Il est important de noter que les machines sont dans leur jus. Usés à la corde, les boyaux vomissent leurs tripes. La rouille grignote doucement les chromes autrefois éclatants. Témoin d'une époque lointaine et révolue le cambouis se sédimente doucement. Je vous passe mon habituel couplet sur le spectacle du temps qui passe.

Les photos de studio ont la part belle dans ce livre. De grandes dimensions, elles sont d'une précision chirurgicale mettant en valeur les petits détails mécaniques. Quelques documents d'époque (images d'archives, catalogues, couvertures de presse) apportent un contrepoint historique et humain de bon aloi. Pour la plupart, ces vélos racontent l'histoire d'un où d'une cycliste. Ces anecdotes sportives apportent du souffle au discours de Jan Heine, d'autant plus que beaucoup n'appartiennent pas spécialement au panthéon du cyclisme.

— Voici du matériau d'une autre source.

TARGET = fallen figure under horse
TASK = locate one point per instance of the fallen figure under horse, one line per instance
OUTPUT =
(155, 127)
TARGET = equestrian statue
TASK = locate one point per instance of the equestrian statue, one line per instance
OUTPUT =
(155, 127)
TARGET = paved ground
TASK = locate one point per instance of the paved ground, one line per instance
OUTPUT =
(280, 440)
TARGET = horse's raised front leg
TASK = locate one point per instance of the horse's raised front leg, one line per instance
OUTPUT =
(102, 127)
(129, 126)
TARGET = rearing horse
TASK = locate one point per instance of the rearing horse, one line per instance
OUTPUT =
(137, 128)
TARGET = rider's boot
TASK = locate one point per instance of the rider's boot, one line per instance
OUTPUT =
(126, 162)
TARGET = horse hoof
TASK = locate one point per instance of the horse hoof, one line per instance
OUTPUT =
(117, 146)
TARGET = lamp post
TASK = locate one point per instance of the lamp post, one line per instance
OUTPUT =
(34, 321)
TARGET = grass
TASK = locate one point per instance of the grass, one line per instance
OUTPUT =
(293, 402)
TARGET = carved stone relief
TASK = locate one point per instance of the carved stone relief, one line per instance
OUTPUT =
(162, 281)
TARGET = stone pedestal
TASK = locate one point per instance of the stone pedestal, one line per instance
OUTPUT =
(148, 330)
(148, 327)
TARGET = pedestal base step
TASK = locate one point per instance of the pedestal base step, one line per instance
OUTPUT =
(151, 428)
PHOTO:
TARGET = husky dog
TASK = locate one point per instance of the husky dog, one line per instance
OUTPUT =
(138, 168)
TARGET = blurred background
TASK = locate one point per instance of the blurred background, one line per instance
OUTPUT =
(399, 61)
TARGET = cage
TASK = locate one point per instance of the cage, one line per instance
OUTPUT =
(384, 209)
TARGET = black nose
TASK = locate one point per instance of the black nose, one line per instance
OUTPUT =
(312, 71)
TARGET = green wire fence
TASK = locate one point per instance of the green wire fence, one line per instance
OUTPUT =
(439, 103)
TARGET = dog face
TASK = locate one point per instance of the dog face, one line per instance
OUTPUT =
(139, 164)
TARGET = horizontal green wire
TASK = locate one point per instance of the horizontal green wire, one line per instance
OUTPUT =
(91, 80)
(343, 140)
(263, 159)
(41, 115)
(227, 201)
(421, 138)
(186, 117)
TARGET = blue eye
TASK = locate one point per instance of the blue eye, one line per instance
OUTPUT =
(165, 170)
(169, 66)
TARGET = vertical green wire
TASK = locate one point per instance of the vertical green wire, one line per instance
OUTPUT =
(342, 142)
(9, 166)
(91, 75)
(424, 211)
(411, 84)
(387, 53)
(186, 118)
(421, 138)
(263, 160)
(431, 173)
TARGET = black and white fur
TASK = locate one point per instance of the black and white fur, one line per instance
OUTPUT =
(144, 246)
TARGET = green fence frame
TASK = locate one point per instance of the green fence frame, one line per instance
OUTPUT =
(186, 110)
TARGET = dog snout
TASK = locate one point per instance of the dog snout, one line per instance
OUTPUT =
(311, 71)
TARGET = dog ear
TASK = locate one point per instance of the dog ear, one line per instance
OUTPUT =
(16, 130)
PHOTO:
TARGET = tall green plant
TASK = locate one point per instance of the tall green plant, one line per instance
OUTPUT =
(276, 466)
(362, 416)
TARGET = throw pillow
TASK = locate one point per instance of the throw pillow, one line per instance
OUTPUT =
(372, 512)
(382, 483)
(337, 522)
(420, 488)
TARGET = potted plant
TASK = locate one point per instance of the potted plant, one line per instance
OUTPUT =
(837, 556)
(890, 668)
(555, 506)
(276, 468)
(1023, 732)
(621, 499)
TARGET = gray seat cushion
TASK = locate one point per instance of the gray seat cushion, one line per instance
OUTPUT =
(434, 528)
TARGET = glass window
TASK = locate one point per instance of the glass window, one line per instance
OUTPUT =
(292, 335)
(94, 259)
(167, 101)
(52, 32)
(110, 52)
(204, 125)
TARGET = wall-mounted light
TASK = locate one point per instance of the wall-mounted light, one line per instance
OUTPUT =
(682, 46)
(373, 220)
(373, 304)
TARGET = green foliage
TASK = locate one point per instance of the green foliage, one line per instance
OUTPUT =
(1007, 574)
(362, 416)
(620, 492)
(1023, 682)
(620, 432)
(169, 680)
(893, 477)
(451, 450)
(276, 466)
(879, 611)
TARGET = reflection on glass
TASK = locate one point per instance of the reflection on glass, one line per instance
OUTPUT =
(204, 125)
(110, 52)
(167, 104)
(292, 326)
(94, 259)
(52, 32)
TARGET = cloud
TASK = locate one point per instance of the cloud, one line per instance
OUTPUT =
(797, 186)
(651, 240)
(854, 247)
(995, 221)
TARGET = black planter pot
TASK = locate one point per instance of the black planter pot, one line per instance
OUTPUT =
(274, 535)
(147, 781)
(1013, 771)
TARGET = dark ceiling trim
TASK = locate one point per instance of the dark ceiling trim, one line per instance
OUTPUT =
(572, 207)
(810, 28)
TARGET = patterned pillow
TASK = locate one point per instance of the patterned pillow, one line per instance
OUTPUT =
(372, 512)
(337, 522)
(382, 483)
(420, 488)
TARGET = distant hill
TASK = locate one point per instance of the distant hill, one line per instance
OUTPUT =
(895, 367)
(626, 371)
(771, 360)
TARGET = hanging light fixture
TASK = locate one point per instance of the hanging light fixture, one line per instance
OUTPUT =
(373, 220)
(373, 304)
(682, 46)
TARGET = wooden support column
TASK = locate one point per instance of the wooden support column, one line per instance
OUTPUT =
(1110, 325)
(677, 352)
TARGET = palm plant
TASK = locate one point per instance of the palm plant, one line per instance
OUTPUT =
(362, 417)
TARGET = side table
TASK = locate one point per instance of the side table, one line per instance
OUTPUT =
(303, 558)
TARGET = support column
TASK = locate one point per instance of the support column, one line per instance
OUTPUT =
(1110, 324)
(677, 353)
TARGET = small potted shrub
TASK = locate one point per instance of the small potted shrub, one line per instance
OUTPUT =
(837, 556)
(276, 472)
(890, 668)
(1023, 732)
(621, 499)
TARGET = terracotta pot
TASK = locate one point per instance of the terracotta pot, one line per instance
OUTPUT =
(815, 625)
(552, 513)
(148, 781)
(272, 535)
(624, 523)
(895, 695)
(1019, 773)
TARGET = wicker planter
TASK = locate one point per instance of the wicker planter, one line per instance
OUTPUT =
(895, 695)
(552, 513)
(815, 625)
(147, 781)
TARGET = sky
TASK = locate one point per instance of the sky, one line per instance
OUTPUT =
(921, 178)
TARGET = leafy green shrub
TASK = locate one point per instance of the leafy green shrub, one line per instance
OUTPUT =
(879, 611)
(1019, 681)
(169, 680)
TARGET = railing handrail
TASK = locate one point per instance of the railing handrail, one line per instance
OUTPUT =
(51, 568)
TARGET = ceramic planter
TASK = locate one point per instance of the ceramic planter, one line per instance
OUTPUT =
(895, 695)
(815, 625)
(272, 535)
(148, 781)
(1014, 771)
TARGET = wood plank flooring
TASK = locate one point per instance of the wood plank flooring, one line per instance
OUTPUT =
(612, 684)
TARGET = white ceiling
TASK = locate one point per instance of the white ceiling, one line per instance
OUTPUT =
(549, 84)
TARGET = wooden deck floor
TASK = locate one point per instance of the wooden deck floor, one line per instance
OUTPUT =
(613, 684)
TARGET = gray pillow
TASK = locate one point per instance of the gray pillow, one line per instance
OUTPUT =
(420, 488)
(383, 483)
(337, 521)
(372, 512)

Je regrette seulement que Jan Heine ne se soit pas aventuré au delà de 1994. Pourtant les fabricants n'ont pas été avares d'innovations techniques : généralisation du "carbone", pédales automatiques, vitesses indexées, dopage scientifique, il y a beaucoup de matière disponible. Espérons que cela sera l'objet d'un futur ouvrage.


Un siècle de vélos de course, Jan Heine, Jean-Pierre Pradères, Editions Vigot, octobre 2015.


PS 1 : Qui dit beau livre dit livre relativement onéreux. J'ai payé mon exemplaire 45 euros. Comme d'habitude, je suis tout à fait disposé à le prêter. On voit ça à l'atelier.